I am heartened to see that we have adopted great flexibility in our education system ("Learn for skills and life, not just grades: Heng Swee Keat"; March 7, and "Learning for life? Policies, parents need to change too"; March 19).
Gone are the days of rigidity that constrain one in developing one's potential to the fullest. It spells hope for the late bloomers, who may have walked around with a chip on their shoulders.
Learners have more avenues and choices to pursue something that will bring their worth to the fore.
But there is still this underlying desire to pursue a university degree, which is all well if they do so for the right expectations of what it can get them.
However, this needs to be put into perspective.
Nothing defies the law of demand and supply. When supply exceeds demand, prices drop.
In this context, when we have 15,000 new graduates yearly pounding the streets for employment, it is only to be expected that the starting salaries for the newly minted degree holders will drop.
It is highly possible that one will take longer to be employed or experience underemployment for jobs that underutilise their academic preparations.
Competition among job seekers will be keen, not just from within Singapore but also from people from around the world.
The traditional prerequisites of good grades and famous schools all become hygiene factors in the recruitment of talents. Employers are spoilt for choice.
In this competitive landscape, it takes ingenuity to distinguish oneself from the pack. Networking, internships, community service, language ability, leadership qualities and being widely travelled will save one from the reject pile on a recruiter's desk.
Job seekers may have to cast their nets wider by leaving their comfort zones and seeking greener pastures overseas. One may have to consider being an entrepreneur out of necessity, which can be an attractive proposition in an age of great uncertainties.
It is important to manage one's expectation of what a university degree can get you.

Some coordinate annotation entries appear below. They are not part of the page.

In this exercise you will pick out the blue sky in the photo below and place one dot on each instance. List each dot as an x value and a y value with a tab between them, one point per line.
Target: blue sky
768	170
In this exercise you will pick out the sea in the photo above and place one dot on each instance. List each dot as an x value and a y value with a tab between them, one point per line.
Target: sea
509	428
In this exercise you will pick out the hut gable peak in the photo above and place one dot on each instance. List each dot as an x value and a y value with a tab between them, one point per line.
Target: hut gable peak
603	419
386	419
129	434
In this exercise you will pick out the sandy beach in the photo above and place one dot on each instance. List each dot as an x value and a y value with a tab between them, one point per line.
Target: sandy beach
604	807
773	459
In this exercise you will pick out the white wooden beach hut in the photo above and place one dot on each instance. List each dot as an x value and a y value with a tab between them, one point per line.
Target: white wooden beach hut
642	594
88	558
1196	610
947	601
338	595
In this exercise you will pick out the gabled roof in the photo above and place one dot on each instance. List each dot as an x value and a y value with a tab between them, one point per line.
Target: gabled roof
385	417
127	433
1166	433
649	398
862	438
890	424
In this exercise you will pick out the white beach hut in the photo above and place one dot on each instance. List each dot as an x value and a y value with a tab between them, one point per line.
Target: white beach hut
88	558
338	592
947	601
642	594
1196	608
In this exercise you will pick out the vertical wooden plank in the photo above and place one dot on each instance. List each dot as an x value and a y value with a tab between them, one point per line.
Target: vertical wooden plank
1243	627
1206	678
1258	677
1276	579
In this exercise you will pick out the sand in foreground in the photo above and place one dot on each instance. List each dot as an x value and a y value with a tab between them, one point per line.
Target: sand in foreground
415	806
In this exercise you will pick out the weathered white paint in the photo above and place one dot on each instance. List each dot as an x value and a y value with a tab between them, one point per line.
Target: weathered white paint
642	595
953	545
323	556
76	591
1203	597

If you still harbour the arcane notion that it will bring you high pay and the attendant flashy good life of cars, condos and cash - think again. You just might be disillusioned.
But the saving grace of a changed world is that it offers us choices. It ushers in a new paradigm of possibilities in how we work, live and play. It redefines success in a meaningful way to each individual.
A university education helps you open up the possibilities ahead. It is not a pass to the promised land of old.